Alternative Dispute Resolution: Practical Guide
When facing a legal dispute, do you really have to go to court? Believe it or not, courts actually prefer when parties to a conflict or dispute use alternative methods to the traditional route of pursuing legal claims through the court system. The argument is for judicial economy, which essentially holds the perspective of reducing the burden on an already overly consumed court system. With fewer cases coming through the court and instead being resolved in other manners, it would relieve the court in both time and resources – which it so scarcely has to begin with.
What Is Alternative Dispute Resolution?
So what is an alternative dispute resolution, also known as ADR? ADR refers to methods, such as mediation and arbitration, employed to resolve disputes instead of pursuing litigation (the process of taking legal action through the court system). Intelligent and creative attorneys who practice mediation and arbitration can be instrumental in resolving clients’ disputes with other parties without having to step a foot in the courtroom. From individual disputes between families or businesses to international corporate matters, alternative dispute resolution can save parties a great deal of headache, hostility, time and money.
Benefits Of Alternative Dispute Resolutions
Legal parties employ alternative dispute resolution in several ways. In most cases, parties that choose the route of mediation or arbitration can save half the cost involved in hiring legal counsel. It also could save the clients a great deal of time. The formal litigation process can be very time-consuming and could last years.

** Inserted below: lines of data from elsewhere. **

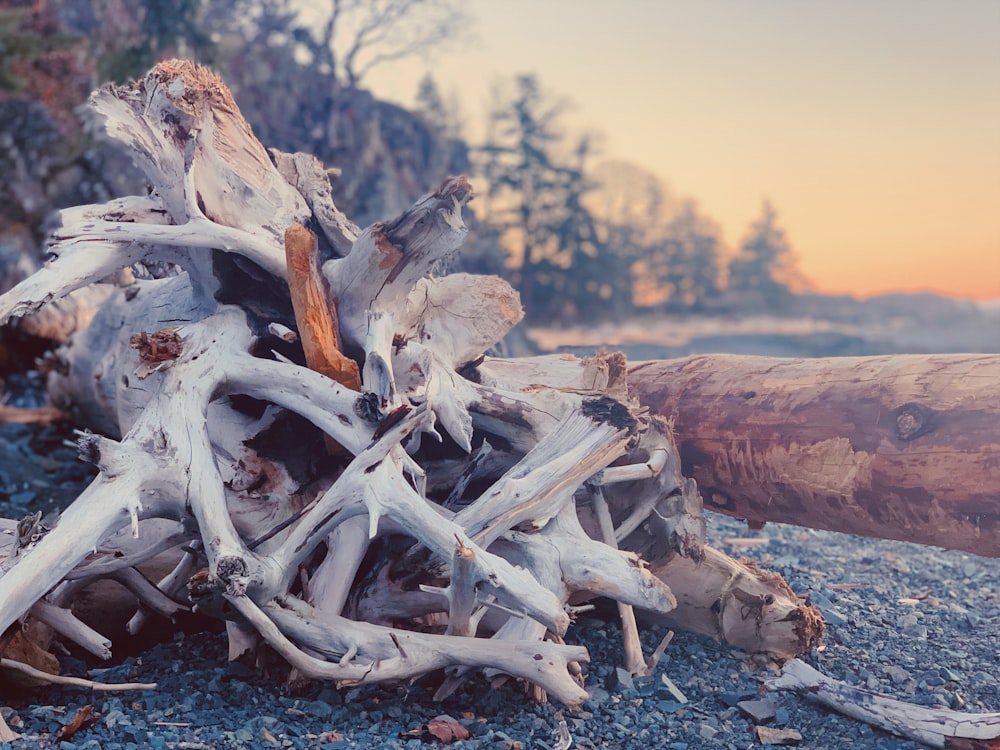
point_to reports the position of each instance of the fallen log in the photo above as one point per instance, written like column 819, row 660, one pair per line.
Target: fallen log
column 897, row 447
column 215, row 413
column 934, row 727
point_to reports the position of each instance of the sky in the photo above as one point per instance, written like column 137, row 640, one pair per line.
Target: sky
column 872, row 127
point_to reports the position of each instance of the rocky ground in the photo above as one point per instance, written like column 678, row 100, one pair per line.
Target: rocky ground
column 915, row 622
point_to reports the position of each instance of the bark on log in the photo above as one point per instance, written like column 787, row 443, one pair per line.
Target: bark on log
column 900, row 447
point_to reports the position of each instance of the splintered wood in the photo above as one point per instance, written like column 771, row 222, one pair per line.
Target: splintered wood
column 315, row 312
column 474, row 502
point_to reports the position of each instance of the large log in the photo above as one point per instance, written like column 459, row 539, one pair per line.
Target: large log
column 900, row 447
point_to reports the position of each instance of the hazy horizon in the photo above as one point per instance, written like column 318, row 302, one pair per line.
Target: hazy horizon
column 874, row 129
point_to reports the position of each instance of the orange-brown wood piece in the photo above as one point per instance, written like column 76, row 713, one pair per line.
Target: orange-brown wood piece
column 315, row 312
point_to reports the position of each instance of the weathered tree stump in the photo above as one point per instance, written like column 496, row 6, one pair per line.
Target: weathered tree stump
column 333, row 520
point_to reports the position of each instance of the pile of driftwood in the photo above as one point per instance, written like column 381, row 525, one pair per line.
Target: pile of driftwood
column 300, row 421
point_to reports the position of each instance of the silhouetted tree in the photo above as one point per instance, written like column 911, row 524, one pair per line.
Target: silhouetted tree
column 535, row 203
column 632, row 208
column 358, row 35
column 764, row 270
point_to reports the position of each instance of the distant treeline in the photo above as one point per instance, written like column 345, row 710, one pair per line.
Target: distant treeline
column 580, row 240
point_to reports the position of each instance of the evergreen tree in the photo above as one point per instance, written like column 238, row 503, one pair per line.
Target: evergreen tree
column 764, row 270
column 535, row 202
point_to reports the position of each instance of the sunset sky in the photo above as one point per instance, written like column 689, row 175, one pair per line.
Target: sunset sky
column 872, row 127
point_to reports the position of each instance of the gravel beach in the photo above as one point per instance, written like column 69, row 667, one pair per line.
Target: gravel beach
column 914, row 622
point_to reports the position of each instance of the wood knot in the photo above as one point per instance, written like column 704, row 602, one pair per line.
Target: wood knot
column 913, row 420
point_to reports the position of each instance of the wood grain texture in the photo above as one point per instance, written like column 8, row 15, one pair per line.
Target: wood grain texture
column 901, row 447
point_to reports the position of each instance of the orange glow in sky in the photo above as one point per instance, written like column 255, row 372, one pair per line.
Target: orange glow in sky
column 873, row 128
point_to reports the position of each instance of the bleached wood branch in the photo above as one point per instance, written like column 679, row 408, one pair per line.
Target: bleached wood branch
column 935, row 727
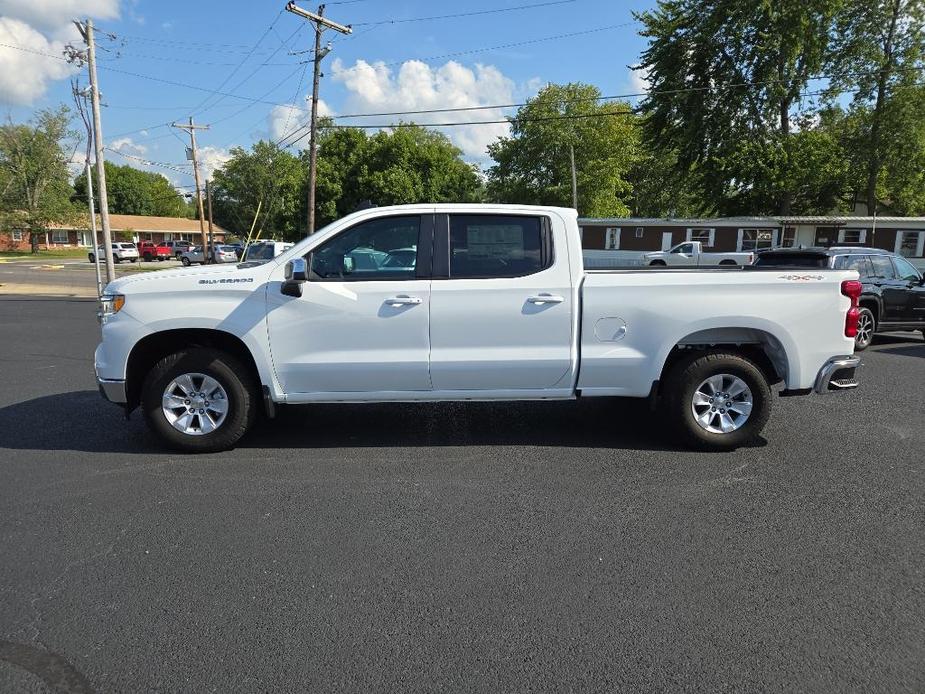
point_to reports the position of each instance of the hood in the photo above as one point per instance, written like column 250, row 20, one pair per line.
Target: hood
column 178, row 278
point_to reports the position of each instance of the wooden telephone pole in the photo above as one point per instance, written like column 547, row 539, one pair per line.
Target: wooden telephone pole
column 321, row 23
column 194, row 155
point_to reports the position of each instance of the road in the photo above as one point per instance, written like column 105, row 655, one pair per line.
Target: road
column 527, row 547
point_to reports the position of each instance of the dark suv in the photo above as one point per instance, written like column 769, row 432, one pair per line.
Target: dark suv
column 893, row 296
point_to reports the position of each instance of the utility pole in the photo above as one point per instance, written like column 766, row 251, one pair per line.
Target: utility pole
column 193, row 154
column 321, row 23
column 86, row 30
column 209, row 198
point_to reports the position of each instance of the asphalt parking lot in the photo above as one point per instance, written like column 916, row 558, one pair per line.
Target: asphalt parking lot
column 527, row 547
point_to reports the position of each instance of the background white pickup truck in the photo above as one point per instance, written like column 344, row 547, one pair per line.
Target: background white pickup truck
column 691, row 254
column 467, row 302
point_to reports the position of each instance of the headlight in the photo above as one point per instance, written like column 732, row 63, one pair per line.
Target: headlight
column 110, row 305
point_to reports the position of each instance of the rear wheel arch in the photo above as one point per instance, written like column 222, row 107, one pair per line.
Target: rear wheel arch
column 148, row 351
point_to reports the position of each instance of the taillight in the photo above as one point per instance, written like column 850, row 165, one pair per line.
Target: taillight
column 852, row 289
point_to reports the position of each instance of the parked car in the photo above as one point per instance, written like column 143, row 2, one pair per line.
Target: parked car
column 120, row 252
column 497, row 307
column 893, row 290
column 148, row 250
column 263, row 249
column 221, row 254
column 177, row 247
column 691, row 254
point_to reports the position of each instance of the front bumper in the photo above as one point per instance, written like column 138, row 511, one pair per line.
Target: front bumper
column 114, row 391
column 839, row 373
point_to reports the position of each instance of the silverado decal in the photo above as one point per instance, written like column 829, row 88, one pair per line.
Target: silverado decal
column 228, row 280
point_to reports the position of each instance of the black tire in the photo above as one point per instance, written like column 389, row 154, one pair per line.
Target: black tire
column 231, row 375
column 865, row 336
column 685, row 377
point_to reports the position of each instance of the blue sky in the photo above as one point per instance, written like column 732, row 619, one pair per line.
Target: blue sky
column 382, row 67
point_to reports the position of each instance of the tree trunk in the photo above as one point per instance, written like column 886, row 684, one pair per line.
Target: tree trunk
column 875, row 160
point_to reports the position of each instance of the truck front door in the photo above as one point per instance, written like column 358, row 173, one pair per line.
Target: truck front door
column 501, row 304
column 361, row 324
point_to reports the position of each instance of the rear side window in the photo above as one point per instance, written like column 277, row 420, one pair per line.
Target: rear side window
column 483, row 246
column 882, row 267
column 792, row 260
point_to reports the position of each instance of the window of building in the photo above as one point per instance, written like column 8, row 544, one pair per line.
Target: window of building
column 380, row 249
column 498, row 246
column 852, row 235
column 705, row 236
column 755, row 239
column 910, row 243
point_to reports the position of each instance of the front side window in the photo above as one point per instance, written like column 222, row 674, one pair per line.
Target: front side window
column 483, row 246
column 905, row 270
column 380, row 249
column 882, row 267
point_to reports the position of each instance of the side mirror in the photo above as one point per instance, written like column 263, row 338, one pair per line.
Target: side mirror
column 296, row 275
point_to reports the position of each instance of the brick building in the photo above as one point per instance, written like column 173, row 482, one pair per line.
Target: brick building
column 124, row 227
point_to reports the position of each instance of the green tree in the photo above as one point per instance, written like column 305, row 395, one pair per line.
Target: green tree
column 132, row 191
column 727, row 79
column 533, row 164
column 409, row 165
column 35, row 189
column 267, row 178
column 878, row 53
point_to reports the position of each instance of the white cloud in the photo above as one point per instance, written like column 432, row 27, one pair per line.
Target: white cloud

If a dispute that can be effectively handled outside of the court system, ADR should be highly considered.
States, companies and organizations across the world are employing alternative methods to dispute resolution more and more. From Europe and North America to Asia and Africa, experts have advocated for alternative dispute resolution. The goal is to help build cooperation, trust and meaningful connections between parties. Justice Adejumo of Nigeria recently expressed his fondness of the establishment of an ADR center in his country. “It provides a platform for the robust-in-thought and a clearing-house for multi-faceted industrial and workplace disputes. There is no doubt that the center will be able to transform conflicts into cooperation. In addition, mistrust into trust, and alienation into meaningful human connectedness. Thereby promoting Industrial and peace and sustainable development in Nigeria.” Employing ADR internationally, and here at home, is key.